看著儀器,藥物,儘力地拉扯起血壓,耳鬢的汗水都像是冷的一樣,陸洋甚至都能清晰地感知到從臉龐滑落下來的軌跡。
“很艱難。”
新生兒科的主任也忍不住擦了擦額頭,林遠琛大概還有五分鐘到醫院,連牆上的時鐘都感覺走得異常緩慢。
一次次請會診的通知,一聲聲儀器運轉的動靜,即便是在夏日也一如寒夜,所有的數值都是勉強的狀態,這已經是站在拔河的中線儘全力拉回的結果,搖搖欲墜,一旦崩潰連繩端末尾都抓不住。
“用的抗生素也都是根據痰培養的結果開的,本來是明顯有控製住的。”
“不應該的啊,真的不應該的,本來一切指標都是在好轉的呀。血流動力也穩定,呼吸血氧都在慢慢好起來。”
但是現在站在臨界的情況讓所有人都有些措手不及,幾位年長的醫生一樣是一身無菌衣,站在監護室內圍守在患兒邊上,熱得流汗但是手掌都帶著微涼的溫度,困惑與疑問也一樣圍繞在眼前。
在病痛真實的難題麵前,有時多年的臨床經驗,豐富的理論知識也會顯得渺小。
林遠琛在剛回到家兩個小時不到,又披星戴月來到醫院,再次出現在了外科住院大樓,消毒過後,進入了新生兒重症監護室。
救命的機器並非萬能,甚至在脫離之後有時也會帶來各種各樣的風險,所有的手段都並不是絕對的。
“情況其實算是暫時穩定下來。

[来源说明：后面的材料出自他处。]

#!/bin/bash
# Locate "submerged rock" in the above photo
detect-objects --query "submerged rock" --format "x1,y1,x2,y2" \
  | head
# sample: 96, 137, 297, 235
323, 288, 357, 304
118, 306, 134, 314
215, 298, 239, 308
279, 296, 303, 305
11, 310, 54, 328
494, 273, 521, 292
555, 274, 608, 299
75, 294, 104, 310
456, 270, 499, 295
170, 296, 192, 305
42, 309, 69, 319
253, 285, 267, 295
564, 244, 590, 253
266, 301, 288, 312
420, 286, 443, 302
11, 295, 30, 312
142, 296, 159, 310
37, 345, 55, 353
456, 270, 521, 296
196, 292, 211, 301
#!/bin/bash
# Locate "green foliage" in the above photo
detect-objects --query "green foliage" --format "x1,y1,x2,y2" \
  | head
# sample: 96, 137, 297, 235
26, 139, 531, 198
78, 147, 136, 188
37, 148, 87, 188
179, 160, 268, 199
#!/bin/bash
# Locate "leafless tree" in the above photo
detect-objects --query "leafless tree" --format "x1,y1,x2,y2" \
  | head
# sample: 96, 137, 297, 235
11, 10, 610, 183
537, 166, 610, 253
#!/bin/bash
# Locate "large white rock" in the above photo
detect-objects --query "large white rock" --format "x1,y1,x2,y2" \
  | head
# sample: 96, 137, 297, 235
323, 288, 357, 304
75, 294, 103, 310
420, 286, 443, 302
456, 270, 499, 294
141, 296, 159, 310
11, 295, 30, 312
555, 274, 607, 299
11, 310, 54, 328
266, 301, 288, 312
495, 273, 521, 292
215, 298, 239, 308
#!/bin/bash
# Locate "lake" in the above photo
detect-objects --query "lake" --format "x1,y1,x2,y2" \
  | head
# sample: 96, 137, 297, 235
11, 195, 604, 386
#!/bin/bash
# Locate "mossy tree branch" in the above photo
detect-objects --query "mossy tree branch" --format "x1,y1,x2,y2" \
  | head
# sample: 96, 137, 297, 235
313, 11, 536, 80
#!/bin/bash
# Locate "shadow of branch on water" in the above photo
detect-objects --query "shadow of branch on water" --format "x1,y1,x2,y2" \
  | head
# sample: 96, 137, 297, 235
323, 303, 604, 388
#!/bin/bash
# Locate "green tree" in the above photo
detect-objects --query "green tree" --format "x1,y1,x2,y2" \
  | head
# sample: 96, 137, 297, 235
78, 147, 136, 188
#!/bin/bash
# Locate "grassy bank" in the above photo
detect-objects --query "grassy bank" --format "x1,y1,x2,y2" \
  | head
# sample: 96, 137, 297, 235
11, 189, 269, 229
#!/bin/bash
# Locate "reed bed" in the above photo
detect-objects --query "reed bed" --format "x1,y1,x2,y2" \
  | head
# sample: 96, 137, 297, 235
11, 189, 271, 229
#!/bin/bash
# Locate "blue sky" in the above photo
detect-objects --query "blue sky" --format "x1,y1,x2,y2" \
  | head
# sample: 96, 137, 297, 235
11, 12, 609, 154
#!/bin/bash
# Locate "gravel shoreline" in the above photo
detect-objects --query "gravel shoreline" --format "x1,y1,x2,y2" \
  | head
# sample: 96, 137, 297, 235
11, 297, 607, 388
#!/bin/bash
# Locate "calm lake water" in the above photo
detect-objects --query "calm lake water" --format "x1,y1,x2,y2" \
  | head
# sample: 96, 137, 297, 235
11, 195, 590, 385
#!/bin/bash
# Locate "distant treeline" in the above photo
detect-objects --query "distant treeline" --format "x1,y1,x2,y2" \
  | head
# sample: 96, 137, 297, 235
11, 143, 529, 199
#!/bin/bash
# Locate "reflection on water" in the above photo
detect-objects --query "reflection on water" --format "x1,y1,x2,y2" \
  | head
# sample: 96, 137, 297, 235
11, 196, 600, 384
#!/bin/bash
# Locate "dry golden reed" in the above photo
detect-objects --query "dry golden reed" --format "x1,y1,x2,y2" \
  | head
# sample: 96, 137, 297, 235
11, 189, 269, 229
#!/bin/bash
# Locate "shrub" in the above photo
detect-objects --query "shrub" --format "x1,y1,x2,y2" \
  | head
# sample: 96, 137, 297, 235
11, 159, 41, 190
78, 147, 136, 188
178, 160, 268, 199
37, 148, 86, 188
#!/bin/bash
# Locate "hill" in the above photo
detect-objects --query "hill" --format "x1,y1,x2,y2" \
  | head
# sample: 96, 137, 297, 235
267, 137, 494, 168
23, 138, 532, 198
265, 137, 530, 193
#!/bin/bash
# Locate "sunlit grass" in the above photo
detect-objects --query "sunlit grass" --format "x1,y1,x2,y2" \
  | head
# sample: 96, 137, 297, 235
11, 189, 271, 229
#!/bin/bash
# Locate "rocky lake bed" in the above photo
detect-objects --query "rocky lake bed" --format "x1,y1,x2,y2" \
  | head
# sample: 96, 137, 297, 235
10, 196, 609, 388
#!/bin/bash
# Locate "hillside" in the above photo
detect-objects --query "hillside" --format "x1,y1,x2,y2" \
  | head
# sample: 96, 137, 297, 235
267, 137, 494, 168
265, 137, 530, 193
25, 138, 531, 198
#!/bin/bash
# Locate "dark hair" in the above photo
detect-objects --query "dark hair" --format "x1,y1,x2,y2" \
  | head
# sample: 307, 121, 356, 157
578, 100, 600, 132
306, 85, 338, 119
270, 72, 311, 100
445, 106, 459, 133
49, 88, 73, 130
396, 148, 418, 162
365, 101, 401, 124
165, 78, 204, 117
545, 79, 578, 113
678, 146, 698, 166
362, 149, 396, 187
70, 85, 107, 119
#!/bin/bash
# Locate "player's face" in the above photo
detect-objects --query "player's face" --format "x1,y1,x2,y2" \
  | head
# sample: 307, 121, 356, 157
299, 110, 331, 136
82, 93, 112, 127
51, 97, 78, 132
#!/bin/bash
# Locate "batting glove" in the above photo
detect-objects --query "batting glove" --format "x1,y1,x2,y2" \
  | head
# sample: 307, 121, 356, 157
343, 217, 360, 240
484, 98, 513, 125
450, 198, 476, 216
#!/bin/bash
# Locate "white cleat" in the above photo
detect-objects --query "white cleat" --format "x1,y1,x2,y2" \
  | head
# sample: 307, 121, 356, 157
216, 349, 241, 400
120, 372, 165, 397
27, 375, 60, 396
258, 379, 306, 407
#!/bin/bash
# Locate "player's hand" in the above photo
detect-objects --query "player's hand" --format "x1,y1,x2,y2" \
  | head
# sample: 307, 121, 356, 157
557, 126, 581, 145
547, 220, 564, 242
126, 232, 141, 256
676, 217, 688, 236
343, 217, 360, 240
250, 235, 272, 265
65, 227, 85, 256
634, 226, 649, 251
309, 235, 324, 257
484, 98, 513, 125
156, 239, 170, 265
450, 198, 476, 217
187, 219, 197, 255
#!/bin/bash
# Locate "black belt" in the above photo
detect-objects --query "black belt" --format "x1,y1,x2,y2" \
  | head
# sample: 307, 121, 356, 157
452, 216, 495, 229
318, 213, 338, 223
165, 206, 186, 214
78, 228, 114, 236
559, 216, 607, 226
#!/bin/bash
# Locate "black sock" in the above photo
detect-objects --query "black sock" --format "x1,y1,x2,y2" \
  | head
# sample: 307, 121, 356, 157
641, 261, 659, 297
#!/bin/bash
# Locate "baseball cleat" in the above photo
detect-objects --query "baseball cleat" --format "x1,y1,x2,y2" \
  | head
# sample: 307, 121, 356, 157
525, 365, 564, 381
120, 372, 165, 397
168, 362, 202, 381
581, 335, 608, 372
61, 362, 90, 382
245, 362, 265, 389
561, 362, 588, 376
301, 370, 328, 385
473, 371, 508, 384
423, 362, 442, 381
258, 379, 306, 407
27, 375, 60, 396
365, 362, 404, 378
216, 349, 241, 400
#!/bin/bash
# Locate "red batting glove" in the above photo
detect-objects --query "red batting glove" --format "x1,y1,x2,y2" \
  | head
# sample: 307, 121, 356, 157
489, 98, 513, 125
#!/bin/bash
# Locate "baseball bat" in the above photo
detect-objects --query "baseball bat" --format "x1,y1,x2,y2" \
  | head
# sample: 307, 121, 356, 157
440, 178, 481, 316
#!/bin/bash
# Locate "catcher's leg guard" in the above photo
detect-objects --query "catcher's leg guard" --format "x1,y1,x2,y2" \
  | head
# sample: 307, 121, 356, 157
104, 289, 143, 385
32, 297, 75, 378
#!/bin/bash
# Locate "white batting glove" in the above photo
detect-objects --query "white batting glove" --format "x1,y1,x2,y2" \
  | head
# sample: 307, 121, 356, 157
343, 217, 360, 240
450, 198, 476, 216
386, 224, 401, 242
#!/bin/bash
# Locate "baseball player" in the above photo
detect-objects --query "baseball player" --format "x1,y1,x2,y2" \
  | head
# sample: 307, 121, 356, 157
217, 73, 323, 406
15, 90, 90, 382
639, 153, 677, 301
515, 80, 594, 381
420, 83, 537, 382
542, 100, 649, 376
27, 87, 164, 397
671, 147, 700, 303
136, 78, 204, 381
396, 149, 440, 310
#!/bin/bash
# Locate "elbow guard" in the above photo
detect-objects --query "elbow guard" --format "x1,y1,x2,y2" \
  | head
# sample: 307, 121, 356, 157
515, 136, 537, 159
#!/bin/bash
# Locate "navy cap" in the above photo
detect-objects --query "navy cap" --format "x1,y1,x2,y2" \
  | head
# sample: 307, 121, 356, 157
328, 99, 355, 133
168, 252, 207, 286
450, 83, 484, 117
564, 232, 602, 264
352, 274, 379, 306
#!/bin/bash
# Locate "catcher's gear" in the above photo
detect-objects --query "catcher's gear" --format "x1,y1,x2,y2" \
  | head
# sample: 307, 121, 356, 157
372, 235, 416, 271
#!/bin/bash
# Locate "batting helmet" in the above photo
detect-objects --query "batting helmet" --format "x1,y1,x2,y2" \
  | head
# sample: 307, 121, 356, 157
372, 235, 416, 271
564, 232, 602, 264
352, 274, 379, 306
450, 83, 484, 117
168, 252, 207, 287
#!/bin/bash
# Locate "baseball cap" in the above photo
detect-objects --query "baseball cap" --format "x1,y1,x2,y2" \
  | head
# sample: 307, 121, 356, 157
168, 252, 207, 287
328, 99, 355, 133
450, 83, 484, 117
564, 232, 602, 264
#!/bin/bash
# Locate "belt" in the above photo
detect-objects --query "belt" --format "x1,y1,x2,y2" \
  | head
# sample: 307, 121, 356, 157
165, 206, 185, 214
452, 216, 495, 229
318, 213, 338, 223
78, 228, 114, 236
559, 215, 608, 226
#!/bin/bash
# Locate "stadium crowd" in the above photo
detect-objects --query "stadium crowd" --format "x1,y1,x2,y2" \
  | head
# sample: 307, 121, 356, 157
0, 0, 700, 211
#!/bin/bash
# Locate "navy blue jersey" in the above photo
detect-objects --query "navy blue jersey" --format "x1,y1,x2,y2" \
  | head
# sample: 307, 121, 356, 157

”
但是再崩潰衰竭一次,便迴天乏術了。
作為父母在這裡已經不是第一次收到告病危通知書了,坐在對麵的醫生講了許多的情況說明,而孩子的母親就像是已經流乾了眼淚,憔悴的麵容上冇有淚水,紅腫的眼睛裡乾涸寂靜,整個人都如同脫水了一樣,光明和色彩都彷彿已經褪去,身邊的丈夫摟著她的肩膀,但是對於這樣的肢體安慰,她好像全然冇有知覺了。
“我能......我能看一看她嗎?”
“她是我身上掉下來的肉.....可是我......都冇有好好地看過她。”
“我想親眼看一看她......可以嗎?”
聲音顫抖,眼眶似乎又紅了許多,然而淚水即使是想流也流不出來,孩子的母親就這樣睜著眼睛,死死地看著眼前的白紙黑字的通知單,嘴裡說著懇求。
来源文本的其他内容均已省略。